Fannie Mae, the much-beleaguered GSE, is reporting a financial scenario for 2012’s first quarter that stands in stark contrast to past reports – it’s positive.
After quarterly losses of $6.5 billion in the first quarter of 2011 and $2.4 billion in the same year’s fourth quarter, Fannie Mae earned a net income of $2.7 billion in 2012 Q1, a turnaround the firm is crediting to lower credit-related expenses from stabilizing home values and a decline in the company’s REO inventory.
Fannie’s income was so high, in fact, that it does not require funding from the Treasury, and it was able to reduce its total loss reserves from $76.9 billion on Dec. 31, 2011 to $74.6 billion on March 31, 2012. With that decline, the company is expecting its losses on pre-2009 loans to have peaked.
Michael J. Williams, the president and chief executive officer for Fannie, said progress is the name of the game with the GSE’s latest report.
“Today’s results exemplify the tremendous progress we have made since 2009,” he said. “Our financial performance has improved significantly and we successfully limited losses on the legacy book of business through our efforts to help homeowners avoid foreclosure.”
Susan McFarland, the executive vice president and chief financial officer of Fannie, said that for a number of reasons, the firm’s finances have dramatically improved.
“We expect our financial results for 2012 to be significantly better than 2011,” McFarland said. “Our credit performance is headed in the right direction with significant improvement since 2009, and we expect that the reserves we have built to cover future credit losses on the pre-2009 legacy book of business have reached their peak.”
Even with all that positivity, though, Fannie did admit in its report that its future financial performance depends upon a wide range of factors, given the size of the company’s guaranty book of business. The factors include: the mortgage market and other macroeconomic factors; loss mitigation activity; legislative or regulatory requirements; changes in borrower behavior, such as an increasing number of underwater borrowers who strategically default on their mortgage loan; and changes in accounting policy. Small changes to any of those factors could significantly impact Fannie’s finances.

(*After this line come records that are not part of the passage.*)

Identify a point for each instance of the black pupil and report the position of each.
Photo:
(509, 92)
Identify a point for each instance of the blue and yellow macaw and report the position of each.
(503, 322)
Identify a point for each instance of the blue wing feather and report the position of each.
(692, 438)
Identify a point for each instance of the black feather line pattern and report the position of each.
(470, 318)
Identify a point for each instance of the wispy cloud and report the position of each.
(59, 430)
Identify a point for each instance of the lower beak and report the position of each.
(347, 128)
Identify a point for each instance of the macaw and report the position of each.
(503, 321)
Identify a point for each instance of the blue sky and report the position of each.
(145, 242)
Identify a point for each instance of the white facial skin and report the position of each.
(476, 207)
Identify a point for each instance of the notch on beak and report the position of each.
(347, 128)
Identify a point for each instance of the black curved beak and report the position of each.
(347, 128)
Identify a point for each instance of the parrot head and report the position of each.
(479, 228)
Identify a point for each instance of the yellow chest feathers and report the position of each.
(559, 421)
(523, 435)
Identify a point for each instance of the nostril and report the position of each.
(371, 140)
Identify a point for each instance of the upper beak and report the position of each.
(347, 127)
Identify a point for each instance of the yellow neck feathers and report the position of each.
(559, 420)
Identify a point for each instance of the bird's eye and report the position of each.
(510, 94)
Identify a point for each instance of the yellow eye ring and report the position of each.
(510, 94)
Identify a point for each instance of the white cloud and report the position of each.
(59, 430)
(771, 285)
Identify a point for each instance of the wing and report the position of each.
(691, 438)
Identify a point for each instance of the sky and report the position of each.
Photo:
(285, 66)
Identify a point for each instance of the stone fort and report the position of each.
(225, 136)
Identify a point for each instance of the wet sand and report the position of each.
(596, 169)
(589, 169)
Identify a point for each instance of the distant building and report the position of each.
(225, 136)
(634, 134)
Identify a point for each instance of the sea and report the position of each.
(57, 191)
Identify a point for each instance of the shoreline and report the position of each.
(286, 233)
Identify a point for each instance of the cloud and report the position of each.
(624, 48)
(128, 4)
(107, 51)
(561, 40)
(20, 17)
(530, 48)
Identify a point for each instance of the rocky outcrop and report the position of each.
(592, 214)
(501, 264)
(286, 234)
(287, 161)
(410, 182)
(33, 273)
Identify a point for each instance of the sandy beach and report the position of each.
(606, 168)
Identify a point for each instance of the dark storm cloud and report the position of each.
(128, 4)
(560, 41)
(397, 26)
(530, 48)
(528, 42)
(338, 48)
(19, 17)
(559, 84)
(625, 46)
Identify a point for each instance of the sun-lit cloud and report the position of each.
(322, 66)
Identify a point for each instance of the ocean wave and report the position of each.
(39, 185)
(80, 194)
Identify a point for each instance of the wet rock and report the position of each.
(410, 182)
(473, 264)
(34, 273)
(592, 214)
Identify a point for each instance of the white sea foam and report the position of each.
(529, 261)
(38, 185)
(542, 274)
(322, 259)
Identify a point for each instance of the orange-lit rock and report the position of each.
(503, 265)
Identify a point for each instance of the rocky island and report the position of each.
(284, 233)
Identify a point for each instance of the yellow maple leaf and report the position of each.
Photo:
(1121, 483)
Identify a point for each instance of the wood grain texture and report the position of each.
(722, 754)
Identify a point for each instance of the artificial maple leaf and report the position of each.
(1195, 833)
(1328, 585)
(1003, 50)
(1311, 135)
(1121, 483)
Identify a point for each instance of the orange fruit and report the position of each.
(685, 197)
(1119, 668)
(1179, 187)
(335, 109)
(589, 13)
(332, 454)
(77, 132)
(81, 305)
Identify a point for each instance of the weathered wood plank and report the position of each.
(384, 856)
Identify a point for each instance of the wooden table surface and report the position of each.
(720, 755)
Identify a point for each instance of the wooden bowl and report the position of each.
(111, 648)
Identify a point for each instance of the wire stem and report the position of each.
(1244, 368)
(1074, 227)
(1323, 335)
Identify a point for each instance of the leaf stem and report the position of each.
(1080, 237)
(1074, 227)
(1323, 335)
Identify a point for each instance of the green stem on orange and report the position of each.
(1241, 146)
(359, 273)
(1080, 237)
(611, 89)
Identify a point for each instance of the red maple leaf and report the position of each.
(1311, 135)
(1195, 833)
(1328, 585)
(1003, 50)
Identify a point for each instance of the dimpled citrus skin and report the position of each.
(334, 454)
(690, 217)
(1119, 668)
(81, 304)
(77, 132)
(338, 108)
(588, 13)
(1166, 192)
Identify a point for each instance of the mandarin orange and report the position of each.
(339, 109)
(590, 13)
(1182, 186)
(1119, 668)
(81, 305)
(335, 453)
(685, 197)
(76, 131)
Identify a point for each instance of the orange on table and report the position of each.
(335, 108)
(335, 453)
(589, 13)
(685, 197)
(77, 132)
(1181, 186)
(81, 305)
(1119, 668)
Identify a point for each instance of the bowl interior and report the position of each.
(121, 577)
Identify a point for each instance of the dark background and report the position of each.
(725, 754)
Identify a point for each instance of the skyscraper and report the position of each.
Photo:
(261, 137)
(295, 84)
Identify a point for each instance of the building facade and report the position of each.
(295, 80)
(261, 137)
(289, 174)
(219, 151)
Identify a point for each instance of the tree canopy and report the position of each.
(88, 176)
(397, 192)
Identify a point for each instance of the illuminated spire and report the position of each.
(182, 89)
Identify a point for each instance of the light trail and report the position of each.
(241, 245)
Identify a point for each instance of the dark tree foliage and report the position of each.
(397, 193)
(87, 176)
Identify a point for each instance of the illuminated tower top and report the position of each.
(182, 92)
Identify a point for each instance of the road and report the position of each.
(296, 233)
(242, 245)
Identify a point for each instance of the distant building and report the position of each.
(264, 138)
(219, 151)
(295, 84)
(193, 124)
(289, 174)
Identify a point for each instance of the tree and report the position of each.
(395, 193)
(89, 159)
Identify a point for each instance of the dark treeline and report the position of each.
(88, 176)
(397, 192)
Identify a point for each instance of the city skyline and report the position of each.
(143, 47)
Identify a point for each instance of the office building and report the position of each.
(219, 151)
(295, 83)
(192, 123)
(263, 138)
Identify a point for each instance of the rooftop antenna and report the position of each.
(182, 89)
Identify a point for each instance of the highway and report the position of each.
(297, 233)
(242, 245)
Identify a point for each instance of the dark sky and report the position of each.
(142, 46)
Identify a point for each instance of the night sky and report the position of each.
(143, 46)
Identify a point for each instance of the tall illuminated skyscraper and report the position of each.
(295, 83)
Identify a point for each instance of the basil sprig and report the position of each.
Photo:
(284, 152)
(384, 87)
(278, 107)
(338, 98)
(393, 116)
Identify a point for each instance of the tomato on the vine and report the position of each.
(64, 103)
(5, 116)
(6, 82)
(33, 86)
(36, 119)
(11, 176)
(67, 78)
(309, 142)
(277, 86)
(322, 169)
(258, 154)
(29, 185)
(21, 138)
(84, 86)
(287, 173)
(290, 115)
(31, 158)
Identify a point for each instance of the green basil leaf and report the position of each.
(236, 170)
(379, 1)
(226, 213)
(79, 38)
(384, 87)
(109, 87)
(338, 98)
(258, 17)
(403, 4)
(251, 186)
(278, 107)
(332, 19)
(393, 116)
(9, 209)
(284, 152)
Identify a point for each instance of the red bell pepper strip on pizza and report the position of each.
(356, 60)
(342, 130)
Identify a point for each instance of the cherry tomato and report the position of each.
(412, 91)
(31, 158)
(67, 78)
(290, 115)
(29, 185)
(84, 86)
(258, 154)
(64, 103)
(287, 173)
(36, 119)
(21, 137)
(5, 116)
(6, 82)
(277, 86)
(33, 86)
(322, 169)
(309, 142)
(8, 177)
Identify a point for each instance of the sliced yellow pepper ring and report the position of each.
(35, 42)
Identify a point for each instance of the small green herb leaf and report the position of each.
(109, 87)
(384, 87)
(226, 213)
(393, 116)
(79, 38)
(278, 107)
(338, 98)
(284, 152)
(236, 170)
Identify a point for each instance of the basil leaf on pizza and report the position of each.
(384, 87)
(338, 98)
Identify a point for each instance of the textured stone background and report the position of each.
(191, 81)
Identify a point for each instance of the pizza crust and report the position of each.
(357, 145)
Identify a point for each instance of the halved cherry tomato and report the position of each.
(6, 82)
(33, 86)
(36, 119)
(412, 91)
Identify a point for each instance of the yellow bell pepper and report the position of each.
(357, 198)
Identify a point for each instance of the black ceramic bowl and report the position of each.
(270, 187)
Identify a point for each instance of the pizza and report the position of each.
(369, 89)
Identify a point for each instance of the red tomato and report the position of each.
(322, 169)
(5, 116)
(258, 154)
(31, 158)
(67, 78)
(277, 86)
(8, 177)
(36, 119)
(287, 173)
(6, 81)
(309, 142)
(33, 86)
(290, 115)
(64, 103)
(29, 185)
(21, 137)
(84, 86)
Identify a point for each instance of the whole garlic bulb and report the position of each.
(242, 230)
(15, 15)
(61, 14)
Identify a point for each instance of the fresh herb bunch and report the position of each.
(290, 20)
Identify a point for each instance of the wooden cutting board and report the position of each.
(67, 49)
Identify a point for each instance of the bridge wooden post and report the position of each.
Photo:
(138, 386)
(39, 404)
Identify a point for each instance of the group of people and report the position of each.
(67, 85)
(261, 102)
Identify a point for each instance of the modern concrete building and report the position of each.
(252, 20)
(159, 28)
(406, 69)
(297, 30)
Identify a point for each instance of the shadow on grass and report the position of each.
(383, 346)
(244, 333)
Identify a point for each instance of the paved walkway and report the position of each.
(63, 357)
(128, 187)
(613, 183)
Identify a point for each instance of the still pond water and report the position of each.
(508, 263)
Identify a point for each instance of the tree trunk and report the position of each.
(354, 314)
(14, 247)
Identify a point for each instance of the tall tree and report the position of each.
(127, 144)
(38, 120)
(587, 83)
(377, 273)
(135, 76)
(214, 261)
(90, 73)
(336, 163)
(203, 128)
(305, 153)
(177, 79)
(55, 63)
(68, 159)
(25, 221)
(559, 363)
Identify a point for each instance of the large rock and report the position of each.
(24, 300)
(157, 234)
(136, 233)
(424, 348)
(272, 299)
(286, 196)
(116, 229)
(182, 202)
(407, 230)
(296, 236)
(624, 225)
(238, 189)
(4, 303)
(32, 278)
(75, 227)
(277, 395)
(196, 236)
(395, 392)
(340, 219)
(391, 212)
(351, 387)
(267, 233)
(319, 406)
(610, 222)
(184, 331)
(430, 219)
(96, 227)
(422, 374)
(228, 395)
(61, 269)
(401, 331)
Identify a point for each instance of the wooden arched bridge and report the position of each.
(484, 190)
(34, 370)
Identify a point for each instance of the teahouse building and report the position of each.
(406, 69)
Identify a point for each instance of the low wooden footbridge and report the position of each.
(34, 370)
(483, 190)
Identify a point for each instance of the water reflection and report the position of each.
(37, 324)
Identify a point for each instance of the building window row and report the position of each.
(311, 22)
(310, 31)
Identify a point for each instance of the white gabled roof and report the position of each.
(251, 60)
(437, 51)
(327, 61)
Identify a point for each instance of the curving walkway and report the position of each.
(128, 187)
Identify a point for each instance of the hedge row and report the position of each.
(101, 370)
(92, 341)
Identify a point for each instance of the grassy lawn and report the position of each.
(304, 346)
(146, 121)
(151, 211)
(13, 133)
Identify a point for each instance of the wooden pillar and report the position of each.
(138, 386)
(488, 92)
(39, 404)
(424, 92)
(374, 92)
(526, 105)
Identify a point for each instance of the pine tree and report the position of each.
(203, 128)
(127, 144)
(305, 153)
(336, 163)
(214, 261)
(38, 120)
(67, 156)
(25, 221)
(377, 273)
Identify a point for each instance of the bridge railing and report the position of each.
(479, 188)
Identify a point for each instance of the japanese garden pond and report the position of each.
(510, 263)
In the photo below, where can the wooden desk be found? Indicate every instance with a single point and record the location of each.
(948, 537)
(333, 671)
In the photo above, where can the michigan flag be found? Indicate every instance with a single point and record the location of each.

The report was certainly more positive than negative, though, and with how Fannie has been approaching it underwriting and eligibility standards since 2009, things are expected to only improve with time. In 2012’s first quarter, Fannie’s single-family loans had an average FICO score of 763 and LTV ratio of 70 percent, and all of its loans since 2009 – which account for 56 percent of its single-family guaranty book of business – were made with similar standards.
Progress has also been made on the delinquency front. As of March 31, 2012, Fannie’s single-family delinquency rate was 3.67 percent, down substantially from the 5.47 percent in March 2010. The report cited home retention solutions, foreclosure alternatives,completed foreclosures and the company’s stronger post-2009 underwriting standards as reasons for the decline, which, McFarland noted, will be a big motivator in future growth for Fannie.
“As our serious delinquency rate declines and home prices stabilize, we expect to reduce our reserves, which combined with revenue from our high-quality new book of business, will drive our future results,’ she said. “While external economic factors continue to create headwinds that affect our results, we are pleased with our credit performance and will continue our work to move the housing market forward.”